It’s a common, recurring roadblock in psychotherapy: to fail to notice your internal resistance.
Mostly, the resistance is unconscious. Very much “under the surface.”
Internal resistance is essentially psychological. An inner device. And it can take the form of varied disguises, depending on the person.
Take Liza, for instance. She committed sexual infidelities with tens of men in the course of 12 years of her marriage.
When she was found out, her husband brought themselves to couple therapy sessions via Zoom.
At first, Liza was cooperative. Then after two sessions, she procrastinated. Eventually … she ran away from whatever needs to be done to heal personally as well as maritally.

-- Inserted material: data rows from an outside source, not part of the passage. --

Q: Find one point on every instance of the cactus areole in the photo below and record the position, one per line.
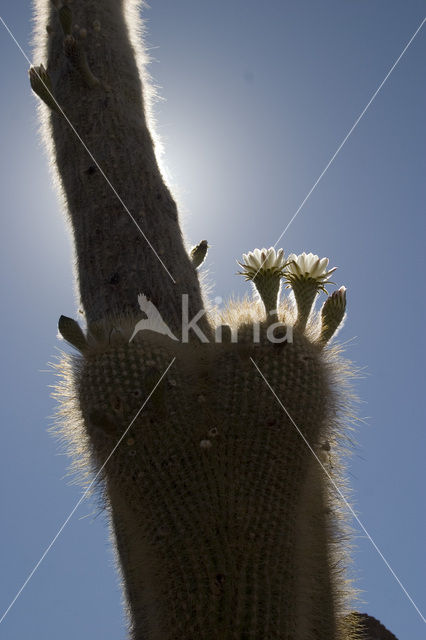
(215, 459)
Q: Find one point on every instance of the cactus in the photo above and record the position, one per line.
(224, 522)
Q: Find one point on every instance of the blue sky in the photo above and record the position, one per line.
(257, 98)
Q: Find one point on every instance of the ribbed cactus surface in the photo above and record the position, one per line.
(221, 514)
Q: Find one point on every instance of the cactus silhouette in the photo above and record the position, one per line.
(225, 524)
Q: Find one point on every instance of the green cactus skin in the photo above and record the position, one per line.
(223, 526)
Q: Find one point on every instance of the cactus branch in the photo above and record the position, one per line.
(115, 263)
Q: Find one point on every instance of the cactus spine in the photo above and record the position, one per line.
(224, 527)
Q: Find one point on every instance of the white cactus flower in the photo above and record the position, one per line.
(308, 265)
(261, 261)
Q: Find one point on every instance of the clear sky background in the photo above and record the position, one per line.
(257, 98)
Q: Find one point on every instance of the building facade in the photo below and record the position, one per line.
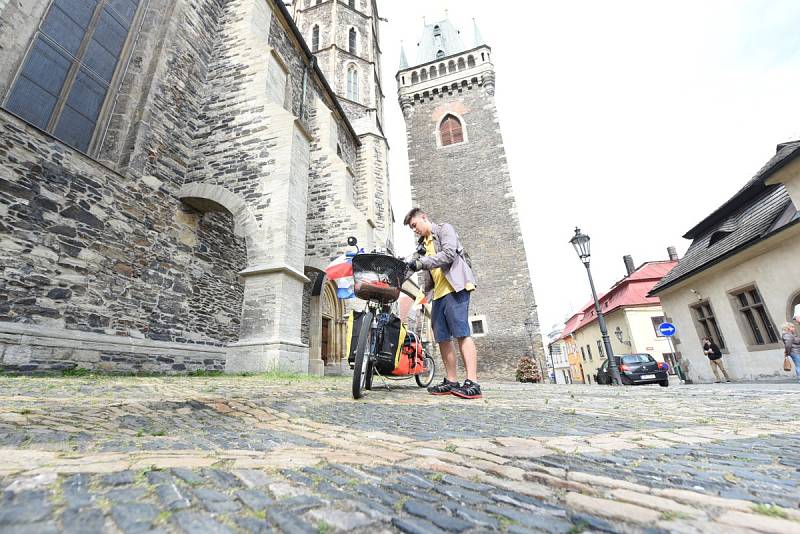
(632, 319)
(459, 175)
(740, 278)
(174, 176)
(558, 364)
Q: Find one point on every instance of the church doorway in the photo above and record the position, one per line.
(325, 341)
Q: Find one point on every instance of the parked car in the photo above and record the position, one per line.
(635, 369)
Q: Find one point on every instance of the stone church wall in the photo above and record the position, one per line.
(86, 249)
(103, 265)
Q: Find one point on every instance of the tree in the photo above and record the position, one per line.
(528, 370)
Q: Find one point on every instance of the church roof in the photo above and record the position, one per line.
(440, 39)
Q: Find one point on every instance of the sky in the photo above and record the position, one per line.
(633, 120)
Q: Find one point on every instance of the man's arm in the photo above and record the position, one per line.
(449, 243)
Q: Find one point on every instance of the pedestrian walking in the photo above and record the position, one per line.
(711, 350)
(791, 344)
(447, 280)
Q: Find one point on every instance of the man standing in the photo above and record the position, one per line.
(715, 359)
(447, 282)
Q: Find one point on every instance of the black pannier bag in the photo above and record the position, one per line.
(389, 347)
(353, 329)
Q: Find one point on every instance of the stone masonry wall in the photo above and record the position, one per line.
(468, 185)
(84, 248)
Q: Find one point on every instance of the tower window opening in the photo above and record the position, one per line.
(352, 84)
(450, 131)
(352, 41)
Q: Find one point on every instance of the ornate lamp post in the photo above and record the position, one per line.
(581, 243)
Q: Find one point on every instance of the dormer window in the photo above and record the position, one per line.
(718, 236)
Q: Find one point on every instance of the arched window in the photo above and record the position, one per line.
(351, 42)
(67, 73)
(450, 131)
(352, 83)
(315, 38)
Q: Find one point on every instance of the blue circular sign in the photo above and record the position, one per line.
(667, 329)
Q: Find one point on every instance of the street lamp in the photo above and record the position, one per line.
(581, 243)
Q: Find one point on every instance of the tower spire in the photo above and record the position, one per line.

In Liza’s case, the internal resistance took the form of “flight.” She backed away from facing problems. Her peculiar way of avoiding difficulty.
For others, it’s “fight.” To refuse or resist whatever steps are necessary, albeit covert or even in the beginning, to heal and repair.

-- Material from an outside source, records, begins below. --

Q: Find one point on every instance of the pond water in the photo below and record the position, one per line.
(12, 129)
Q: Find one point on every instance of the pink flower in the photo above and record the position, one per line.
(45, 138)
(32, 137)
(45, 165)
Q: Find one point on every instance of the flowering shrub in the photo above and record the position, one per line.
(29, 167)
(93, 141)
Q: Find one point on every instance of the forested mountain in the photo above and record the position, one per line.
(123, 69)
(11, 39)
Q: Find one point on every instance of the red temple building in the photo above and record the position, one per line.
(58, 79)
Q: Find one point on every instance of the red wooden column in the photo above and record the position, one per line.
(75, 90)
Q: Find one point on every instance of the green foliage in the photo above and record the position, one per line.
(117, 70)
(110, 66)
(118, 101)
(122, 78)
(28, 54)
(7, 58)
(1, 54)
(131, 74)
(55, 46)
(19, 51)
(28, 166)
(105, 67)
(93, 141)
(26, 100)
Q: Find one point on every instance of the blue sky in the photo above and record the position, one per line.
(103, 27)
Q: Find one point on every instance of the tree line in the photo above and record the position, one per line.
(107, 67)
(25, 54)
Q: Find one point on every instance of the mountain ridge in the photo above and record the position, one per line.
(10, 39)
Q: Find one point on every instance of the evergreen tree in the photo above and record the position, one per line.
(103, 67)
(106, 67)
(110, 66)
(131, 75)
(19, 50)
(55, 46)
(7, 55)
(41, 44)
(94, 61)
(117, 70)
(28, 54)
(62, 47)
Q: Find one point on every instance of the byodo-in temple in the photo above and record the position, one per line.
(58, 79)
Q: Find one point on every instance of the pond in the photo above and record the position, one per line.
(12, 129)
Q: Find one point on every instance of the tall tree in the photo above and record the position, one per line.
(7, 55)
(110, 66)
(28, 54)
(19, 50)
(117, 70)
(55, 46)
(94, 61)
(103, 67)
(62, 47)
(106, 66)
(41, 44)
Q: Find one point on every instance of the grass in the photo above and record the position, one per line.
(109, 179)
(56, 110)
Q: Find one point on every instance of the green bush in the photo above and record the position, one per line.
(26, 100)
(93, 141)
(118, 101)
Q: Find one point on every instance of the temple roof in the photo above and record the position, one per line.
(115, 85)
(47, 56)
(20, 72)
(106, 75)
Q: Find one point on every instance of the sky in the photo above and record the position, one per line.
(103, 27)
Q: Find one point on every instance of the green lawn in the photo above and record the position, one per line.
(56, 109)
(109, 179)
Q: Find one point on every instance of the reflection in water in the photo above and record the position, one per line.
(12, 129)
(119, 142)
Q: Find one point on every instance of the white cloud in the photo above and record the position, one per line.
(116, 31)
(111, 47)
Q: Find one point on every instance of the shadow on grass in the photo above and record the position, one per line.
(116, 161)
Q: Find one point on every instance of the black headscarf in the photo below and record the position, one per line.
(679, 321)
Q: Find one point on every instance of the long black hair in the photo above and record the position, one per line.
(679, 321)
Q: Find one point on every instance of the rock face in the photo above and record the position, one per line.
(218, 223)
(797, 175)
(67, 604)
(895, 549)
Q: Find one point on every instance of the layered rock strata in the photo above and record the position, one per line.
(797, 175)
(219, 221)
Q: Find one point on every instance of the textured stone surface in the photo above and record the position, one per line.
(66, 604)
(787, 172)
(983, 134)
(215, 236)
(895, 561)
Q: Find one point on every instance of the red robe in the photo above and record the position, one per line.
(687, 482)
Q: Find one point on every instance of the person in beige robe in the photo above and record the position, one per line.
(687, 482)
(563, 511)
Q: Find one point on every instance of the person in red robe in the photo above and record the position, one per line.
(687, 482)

Internal resistance, as psychologist Dr. Carl Jung put it, “begets meaninglessness.” It opposes enthusiasm, focus, and purpose.
It’s what makes one late with projects or commitments. It makes one fearful, anxious, or in a muddled state when doing something new or uncomfortable.
Dr. Marsha Sinetar, a well known writer and spiritual psychologist, calls it the “ Big R” (big resistance).
She explains it this way in her bestselling book, “Do What You Love ….” :
“Awareness is energy. When we are under an unconscious habit (e.g. apathy, restlessness, procrastination), our awareness is caught up in either the slothful or the over-active, frenzied project. We do not notice our resistance. What is ‘real’ is the emotion or attitude pulling us away from focusing on what must be handled. When we become aware, we simultaneously liberate our attention from the distracting emotion or activity and become free to choose a different path.”
Friend, do you notice your internal resistance?